The importance of exercise

Graduated exercise after a heart attack is an important part of your recovery to improve your cardiovascular fitness and reduce your risk of a future heart event.

Many people worry about the safety of exercise after they've had a heart attack. The natural reaction is to avoid exercise so you don't damage the heart, but the reality is that inactivity leads to poorer heart function and earlier death. It's much more dangerous to be sitting on a couch doing nothing than exercising at a suitable level.

The heart is a muscle. Like any other muscle in the body, it gets stronger with exercise. There are many reasons why regular exercise needs to be an important part of your life following a heart attack.

Regular exercise can:

  • Lower your risk of further heart problems, hospital admissions and premature death.
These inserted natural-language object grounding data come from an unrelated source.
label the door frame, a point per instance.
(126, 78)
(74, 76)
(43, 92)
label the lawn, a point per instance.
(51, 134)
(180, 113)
It also lowers your risk of non-cardiac related causes of death
  • Lower your blood pressure and help people with type 2 diabetes to keep blood glucose levels in the correct range
  • Improve your fitness and strength making it easier to undertake normal daily activities
  • Reduce your risk of depression and anxiety
  • Improve your quality of life
  • Improve your sleep and energy levels, reducing tiredness and fatigue

Developing the confidence to exercise again is one of the most common issues for people recovering from a heart attack. One of the most effective ways of increasing your confidence is to join a cardiac rehabilitation programme. Exercising with a support person such as a family member or friend can boost your confidence and motivate you.

Even if you're aware of the benefits of exercise after a heart attack, knowing when to start and how much activity or exercise to do can be daunting.

Ideally, you should begin your post-heart attack exercise regime as part of the cardiac rehabilitation programme, run by your local hospital or primary care provider. If you're unable to attend cardiac rehabilitation, or if it's not available in your area, then it's important to talk to your GP, cardiologist or cardiac nurse about what is safe for you.

In the first four to six weeks, your focus will be on low levels of activity. The focus should be on short bouts or 'snacks' of activity, becoming more frequent as your recovery, fitness and confidence progresses. Initially you may start by doing several two to three minute walks to your neighbour's mailbox throughout the day.

As your confidence and fitness increases, you may increase the duration of each walk, aiming is to achieve 30 minutes of activity each day. It doesn’t matter how you accumulate your 30 minutes. For example, it could be five six-minute walks or two fifteen-minute walks throughout the day - or any other combination that equals 30 minutes.

Once you're achieving your 30 minutes a day, you may look to increase the intensity of your activity, to make it a little harder. This can be done by adding some hills in to your walk or increasing your speed.

If you've had bypass surgery, you will have to avoid upper body strength training exercises and upper body aerobic activity (such as a rowing machine or cross trainer) until the wound has healed. You will also have to avoid water-based exercise until the wound has healed because of risk of infection. Get clearance from your doctor before starting either of these options.

In the interim you can do lower body resistance exercise or lower body aerobic exercise (other than swimming).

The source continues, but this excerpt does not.